DSPy is a python library. There are efforts to recreate similar libraries in Rust (DSRs), Typescript (ax), Ruby (dspy.rb). Apart from may be the ruby implementation all of them look enough different that they are probably going to become a separate library in their own rights rather than a reimplementatino of DSPy.

BAML

In BAML you define the LLM function in a .baml file with its own DSL, then generate typed clients for your language. This is quite useful as you can reuse the specifications in for example typescript in your frontend code and in python in your backend code. It also provides nice IDE integration for testing individual LLM program.

The previous example can be written in baml as

enum Category {
    Restaurant
    Retail
    GasStation
    Grocery
    Entertainment
    Travel
    Other
}

class MerchantInfo {
    name string
    category Category
}

function ExtractMerchant(transaction_description: string) -> MerchantInfo {
    client "openai/gpt-4o-mini"
    prompt #"
        Extract the merchant name and category from this transaction:
        {{ transaction_description }}

        {{ ctx.output_format }}
    "#
}

Once you compile and generate a python client with baml generate you can use it in your python code as

import asyncio
from baml_client import b
from baml_client.types import MerchantInfo

result = asyncio.run(b.ExtractMerchant("AMZN MKTP US*2X4Y67890 Seattle WA"))

Prompt optimization

DSPy has a construct called "optimizer". Given a dataset of inputs and outputs for a given DSPy signature you can use an optimizer to get the best prompt and in-context examples (the examples you put along side the prompt to help LLM get the right output). I believe this feature has limited shelf life and with improvements in LLMs the only thing you would want to have in your prompt would be the actual task you want to do with that prompt.

Conclusion

In both these libraries you get the ability to use standard software engineering principles to design your code. For the kind of software I described where you want to offload bits and pieces of your logic to the pattern matching ability of these machines these libraries are quite handy.

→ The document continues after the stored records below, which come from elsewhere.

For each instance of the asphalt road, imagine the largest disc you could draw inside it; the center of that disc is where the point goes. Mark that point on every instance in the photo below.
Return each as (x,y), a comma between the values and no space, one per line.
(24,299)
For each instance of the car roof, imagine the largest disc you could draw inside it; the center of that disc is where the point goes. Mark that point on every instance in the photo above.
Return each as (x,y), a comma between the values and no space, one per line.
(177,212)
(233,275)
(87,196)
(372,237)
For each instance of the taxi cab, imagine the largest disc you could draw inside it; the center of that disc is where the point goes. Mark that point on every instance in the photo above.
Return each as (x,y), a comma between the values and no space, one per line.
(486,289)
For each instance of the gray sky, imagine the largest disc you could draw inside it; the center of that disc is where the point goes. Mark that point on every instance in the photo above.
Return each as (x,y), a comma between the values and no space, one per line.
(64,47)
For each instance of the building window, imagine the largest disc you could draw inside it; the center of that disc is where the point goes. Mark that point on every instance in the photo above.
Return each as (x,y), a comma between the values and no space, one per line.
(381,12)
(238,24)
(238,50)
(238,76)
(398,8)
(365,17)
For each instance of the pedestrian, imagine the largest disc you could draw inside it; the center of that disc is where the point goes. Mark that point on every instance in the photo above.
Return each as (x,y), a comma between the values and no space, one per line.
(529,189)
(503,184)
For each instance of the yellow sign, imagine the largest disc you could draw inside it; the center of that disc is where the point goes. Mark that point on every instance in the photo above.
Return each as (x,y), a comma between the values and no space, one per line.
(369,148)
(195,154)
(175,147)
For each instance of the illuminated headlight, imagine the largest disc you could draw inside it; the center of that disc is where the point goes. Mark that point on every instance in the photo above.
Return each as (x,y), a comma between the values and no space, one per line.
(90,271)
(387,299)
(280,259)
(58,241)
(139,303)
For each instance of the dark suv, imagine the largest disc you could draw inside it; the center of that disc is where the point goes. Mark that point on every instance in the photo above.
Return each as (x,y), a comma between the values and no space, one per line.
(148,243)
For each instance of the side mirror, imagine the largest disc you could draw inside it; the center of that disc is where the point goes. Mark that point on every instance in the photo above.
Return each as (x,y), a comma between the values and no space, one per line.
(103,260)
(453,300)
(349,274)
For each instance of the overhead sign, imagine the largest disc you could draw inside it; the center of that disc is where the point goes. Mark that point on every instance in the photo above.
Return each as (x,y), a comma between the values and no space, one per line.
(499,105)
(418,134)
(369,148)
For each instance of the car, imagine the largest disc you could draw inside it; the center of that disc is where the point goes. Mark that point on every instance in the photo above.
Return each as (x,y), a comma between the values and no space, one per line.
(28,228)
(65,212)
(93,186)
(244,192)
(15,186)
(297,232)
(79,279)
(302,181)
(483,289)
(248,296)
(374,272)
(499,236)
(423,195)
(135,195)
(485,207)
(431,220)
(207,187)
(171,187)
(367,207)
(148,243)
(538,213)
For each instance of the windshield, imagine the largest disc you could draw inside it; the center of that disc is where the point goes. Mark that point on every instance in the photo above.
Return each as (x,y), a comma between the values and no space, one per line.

I believe for "agentic" applications like Claude code, Amp, manus etc this isn't the right approach. These applications are offloading a huge amount of responsibility to the LLM, unline your traditional CMS or ERP software which might want to call an LLM for a small task here and there. Thus you may not have a clear way of decomposing the program into small DSPy like singature or modules. These systems do not just call LLM for a single task but its a iterative tool call - tool result - text generation sequence of sometimes 10s of steps. Here it becomes quite difficult to come up with an abstraction like DSPy or BAML.

I also haven't come across a good way to represent tool calls in a framework like the ones we discussed. May be a better abstraction exists but for now

For agentic applications which basically is a while loop of LLM call - tool call - tool result stay away from 'frameworks'.
To utilize LLMs in traditional systems definitely utilize these frameworks.